Saturday, July 22, 2006

Anger--When All Else Fails

James Wolcott has two very angry columns today. And he makes some very good points and quotes some very poignant narrative from Beirut. To read click here and here.. And Kevin Drum has a very different take. Click here.

In my view there should be more anger over this Middle East savagery. There should in fact be blinding, foaming outrage at the level of barbarism that is meted out in the name of the United States and Israel and Hezbollah and Hamas. It was apparently not enough for Bush and his gang to drive Iraq into an insane and bloody civil war, but now they're urging Israel to rain destruction on Lebanon and perhaps Syria and Iran as well.

Whatever or whomever is nominated as "root cause" of this bloodshed, the delivery service is decidedly the US and Israel and their vicious counterparts Hamas and Hezbollah.

Yes, Hamas and Hezbollah are the original fomenters and the provocateurs. They are not nice people. They are as barbaric and as self-aggrandized a pack of criminals as have ever waltzed across the world stage. And their crimes are magnified by their dispersal among the civilian population of Lebanon. Yet the Israelis, knowing this, persist in killing all in the fashion of Arnold Amaury (Slay them all. God will know his own.)

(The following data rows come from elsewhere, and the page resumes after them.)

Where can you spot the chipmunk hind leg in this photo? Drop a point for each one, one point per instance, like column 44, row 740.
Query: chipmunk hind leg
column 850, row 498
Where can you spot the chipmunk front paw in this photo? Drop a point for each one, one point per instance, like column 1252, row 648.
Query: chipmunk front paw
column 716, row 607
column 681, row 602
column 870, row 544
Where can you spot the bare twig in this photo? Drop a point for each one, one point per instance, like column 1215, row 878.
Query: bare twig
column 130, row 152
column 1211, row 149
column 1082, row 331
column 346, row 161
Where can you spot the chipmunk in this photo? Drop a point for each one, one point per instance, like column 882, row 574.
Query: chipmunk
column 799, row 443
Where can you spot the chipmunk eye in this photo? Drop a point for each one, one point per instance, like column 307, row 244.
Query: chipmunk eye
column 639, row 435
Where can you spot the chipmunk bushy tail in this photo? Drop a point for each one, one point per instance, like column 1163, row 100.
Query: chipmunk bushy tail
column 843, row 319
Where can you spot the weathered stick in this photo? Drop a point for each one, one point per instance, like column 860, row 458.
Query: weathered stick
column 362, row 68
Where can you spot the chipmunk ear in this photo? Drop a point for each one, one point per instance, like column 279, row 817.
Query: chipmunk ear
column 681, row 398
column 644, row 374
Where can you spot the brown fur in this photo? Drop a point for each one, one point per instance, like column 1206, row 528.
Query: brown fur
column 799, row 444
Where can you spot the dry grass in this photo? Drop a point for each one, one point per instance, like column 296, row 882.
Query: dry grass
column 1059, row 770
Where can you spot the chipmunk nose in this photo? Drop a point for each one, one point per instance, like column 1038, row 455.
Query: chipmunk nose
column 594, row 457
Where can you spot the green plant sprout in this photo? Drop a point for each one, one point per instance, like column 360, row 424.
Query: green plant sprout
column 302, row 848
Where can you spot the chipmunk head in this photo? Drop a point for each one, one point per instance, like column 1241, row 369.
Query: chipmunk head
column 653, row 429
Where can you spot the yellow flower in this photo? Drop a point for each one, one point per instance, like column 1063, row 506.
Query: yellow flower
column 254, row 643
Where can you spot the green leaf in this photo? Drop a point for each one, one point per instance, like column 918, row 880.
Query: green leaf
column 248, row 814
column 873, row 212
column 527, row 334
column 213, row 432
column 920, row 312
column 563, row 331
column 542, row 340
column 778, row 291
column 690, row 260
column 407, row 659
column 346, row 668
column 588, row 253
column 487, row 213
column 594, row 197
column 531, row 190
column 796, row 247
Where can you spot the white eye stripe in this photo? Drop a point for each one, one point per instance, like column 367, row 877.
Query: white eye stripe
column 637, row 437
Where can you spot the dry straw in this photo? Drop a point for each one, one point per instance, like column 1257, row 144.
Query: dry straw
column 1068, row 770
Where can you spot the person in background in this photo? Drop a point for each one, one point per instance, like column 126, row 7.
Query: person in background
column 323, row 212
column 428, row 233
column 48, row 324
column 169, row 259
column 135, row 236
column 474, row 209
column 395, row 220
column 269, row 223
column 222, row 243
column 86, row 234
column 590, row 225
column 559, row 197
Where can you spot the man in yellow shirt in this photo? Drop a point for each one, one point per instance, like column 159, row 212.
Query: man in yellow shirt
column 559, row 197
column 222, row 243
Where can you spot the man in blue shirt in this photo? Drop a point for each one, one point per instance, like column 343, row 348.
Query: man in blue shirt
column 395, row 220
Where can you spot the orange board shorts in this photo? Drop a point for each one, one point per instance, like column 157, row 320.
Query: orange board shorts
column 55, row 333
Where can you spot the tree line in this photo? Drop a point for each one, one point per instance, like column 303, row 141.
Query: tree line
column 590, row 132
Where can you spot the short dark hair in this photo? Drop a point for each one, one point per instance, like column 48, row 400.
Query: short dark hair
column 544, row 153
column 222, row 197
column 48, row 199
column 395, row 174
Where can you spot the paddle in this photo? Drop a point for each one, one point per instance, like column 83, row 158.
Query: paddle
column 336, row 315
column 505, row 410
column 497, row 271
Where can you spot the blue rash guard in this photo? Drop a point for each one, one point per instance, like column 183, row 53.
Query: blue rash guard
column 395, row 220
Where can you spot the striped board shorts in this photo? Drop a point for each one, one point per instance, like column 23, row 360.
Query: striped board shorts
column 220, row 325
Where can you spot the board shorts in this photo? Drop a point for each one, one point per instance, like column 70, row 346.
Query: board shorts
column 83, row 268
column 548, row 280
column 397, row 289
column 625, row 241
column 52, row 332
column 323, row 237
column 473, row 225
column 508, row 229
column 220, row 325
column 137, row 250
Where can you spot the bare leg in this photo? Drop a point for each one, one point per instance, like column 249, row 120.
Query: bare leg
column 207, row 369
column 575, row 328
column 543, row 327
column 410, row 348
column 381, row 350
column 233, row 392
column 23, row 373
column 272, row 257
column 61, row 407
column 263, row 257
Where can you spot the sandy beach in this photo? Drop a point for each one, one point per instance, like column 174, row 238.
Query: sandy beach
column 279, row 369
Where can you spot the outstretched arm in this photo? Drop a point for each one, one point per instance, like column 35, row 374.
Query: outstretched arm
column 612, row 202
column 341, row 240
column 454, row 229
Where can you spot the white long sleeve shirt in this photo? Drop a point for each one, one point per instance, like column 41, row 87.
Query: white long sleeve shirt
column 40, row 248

In fact, it's hard to argue that the Likud (and succeeding) governments in Israel have played their cards very well over the years. While the Palestinians have been near impossible to deal with, Israel has still largely controlled the game. When one extremist group or the other committed an atrocity in Israel, the government made no distinction between the extremists and the rest of the population, but punished all as one, refusing to recognize that the Palestinians are a diverse people with all levels of political involvement from the extremists to the disengaged.

Israel's population is likewise stratified from the most conservative Likudniks and strident settlers to religious Hassidim and secular Russians. Israelis like Palestinians come in all flavors of political orientation. But the Palestinian extremists persisted in wantonly and randomly blowing themselves up in the middle of innocent Israeli crowds, prompting the population to support the most severe reaction.

So due to the actions of both sides, even the marginalized are now radicalized and the disengaged are now militant. It has been a noble achievement to go from the hopes of the Oslo accords to the despair of the intifada in a few brief years.

There are no victories in such an historic failure and few heroes. Both societies bear the guilt of their intransigence. The blood that is shed will linger over their history for generations and will spell hostility and damnation for their peoples for decades.

The Bush Administration's history of blunders and openly enabling Israeli's reactionaries to seize the initiative in the complex dance between the parties has effectively ceded the moment to the most extremist factions on both sides. One hears from all of the talking head "experts" that the situation is spinning out of control so completely and so rapidly that no one may be able stop it now. We may soon see the entire region go up in flames.

Anyone who happily embraces that legacy has sunk so far into barbarism that redemption is beyond all the powers of heaven and earth. God help us all.